What if I want to play a G note, or 391 Hz, on the same string? I can do that by using my finger to push the string down on the fretboard. This effectively changes the length of the string and changes the wavelength. We can do the math and find that with an effective length of 64.6 centimeters (25.4 inches), the wavelength will decrease enough to cause the frequency to increase to 391 Hz. If you want an even higher-frequency note, just make the string even shorter.
How do you make a guitar note that's lower than 330 Hz? You can’t do it with that same string. But you can get another string that has the same length but a higher linear density, or mass per unit length—which is why the strings on a guitar have different thicknesses.

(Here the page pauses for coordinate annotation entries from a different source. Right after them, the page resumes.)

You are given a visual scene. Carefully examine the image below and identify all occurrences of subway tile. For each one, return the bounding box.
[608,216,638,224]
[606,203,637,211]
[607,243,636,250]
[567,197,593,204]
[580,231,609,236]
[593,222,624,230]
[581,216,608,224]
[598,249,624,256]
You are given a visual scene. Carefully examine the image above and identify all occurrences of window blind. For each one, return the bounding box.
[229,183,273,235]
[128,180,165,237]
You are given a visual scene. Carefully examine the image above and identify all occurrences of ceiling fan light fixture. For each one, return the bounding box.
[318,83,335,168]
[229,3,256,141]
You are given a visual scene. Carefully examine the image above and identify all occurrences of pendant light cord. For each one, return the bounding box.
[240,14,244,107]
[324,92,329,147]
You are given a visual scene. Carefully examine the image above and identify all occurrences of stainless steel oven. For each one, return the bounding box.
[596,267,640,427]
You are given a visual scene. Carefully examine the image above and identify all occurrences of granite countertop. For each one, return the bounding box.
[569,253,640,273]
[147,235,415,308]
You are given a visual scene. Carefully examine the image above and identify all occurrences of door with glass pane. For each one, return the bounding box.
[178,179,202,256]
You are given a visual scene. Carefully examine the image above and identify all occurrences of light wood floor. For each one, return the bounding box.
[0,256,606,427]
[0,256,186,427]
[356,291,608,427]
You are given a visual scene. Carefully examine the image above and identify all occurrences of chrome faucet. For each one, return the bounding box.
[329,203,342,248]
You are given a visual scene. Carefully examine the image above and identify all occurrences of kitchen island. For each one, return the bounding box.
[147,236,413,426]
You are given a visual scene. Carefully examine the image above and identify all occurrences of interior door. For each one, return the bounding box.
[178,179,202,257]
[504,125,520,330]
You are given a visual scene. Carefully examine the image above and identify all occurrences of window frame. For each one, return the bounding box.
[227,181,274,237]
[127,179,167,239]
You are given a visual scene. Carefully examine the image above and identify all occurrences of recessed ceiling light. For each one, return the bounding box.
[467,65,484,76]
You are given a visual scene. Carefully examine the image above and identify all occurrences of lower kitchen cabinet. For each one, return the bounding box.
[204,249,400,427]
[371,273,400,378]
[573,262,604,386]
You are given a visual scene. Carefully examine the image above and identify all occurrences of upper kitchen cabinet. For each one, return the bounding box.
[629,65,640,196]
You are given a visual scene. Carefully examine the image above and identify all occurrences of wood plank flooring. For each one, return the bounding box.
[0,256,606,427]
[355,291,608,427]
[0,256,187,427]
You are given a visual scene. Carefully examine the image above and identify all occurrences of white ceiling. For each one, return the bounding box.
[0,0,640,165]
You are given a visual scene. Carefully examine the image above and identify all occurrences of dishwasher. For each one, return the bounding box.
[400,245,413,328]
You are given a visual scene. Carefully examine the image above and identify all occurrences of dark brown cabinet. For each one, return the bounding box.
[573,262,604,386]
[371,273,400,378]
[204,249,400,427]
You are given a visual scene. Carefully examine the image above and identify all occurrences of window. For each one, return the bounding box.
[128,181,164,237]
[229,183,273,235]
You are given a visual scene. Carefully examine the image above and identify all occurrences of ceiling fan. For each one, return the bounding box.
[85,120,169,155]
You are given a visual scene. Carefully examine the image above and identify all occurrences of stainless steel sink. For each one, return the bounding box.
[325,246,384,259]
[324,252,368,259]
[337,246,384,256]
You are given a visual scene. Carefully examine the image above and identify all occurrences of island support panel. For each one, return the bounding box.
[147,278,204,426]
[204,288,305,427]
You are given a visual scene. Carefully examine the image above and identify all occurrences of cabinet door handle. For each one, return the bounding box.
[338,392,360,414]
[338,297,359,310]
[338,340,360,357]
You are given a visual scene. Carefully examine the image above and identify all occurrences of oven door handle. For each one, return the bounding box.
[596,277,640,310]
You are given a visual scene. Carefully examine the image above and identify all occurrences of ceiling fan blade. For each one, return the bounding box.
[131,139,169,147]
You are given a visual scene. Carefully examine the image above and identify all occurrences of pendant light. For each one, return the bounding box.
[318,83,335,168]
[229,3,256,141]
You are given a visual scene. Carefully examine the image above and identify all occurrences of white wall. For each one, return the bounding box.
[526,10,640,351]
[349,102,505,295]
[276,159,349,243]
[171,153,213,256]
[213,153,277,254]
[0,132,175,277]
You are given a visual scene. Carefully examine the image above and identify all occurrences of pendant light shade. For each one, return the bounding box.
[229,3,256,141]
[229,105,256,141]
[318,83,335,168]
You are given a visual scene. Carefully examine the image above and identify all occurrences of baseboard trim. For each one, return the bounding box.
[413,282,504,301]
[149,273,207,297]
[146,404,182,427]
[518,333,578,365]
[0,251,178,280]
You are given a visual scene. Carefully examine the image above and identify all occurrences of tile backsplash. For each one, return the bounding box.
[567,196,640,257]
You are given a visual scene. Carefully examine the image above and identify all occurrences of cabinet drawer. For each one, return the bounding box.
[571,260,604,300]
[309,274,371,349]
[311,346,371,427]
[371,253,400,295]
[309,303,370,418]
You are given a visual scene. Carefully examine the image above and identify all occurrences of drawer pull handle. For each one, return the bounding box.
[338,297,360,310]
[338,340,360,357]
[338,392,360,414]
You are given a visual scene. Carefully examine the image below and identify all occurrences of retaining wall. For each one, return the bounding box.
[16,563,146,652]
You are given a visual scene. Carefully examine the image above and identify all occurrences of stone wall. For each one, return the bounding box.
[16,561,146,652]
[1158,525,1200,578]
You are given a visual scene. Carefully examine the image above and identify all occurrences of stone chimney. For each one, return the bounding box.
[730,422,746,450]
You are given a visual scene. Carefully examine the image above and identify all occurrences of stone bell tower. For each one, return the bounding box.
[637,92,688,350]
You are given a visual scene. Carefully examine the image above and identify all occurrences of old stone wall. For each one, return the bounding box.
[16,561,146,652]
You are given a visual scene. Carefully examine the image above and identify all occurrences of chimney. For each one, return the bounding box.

Remember that we can change the speed of the waves on the string by changing the properties of the string. With a higher density you get a lower wave speed, which means a lower frequency. The rest is just music.
What if your guitar doesn't sound right, like if your E note is playing at 325 Hz instead of 330 Hz? You can solve this problem by tuning your guitar. At the end of each guitar string is a tuning peg. If you turn this, you will either increase or decrease the string’s tension. Increasing the tension will also increase the wave speed on that string, which increases the frequency. Now you aren't just playing a guitar, you are a guitar hero. Wait, that's a video game. Never mind.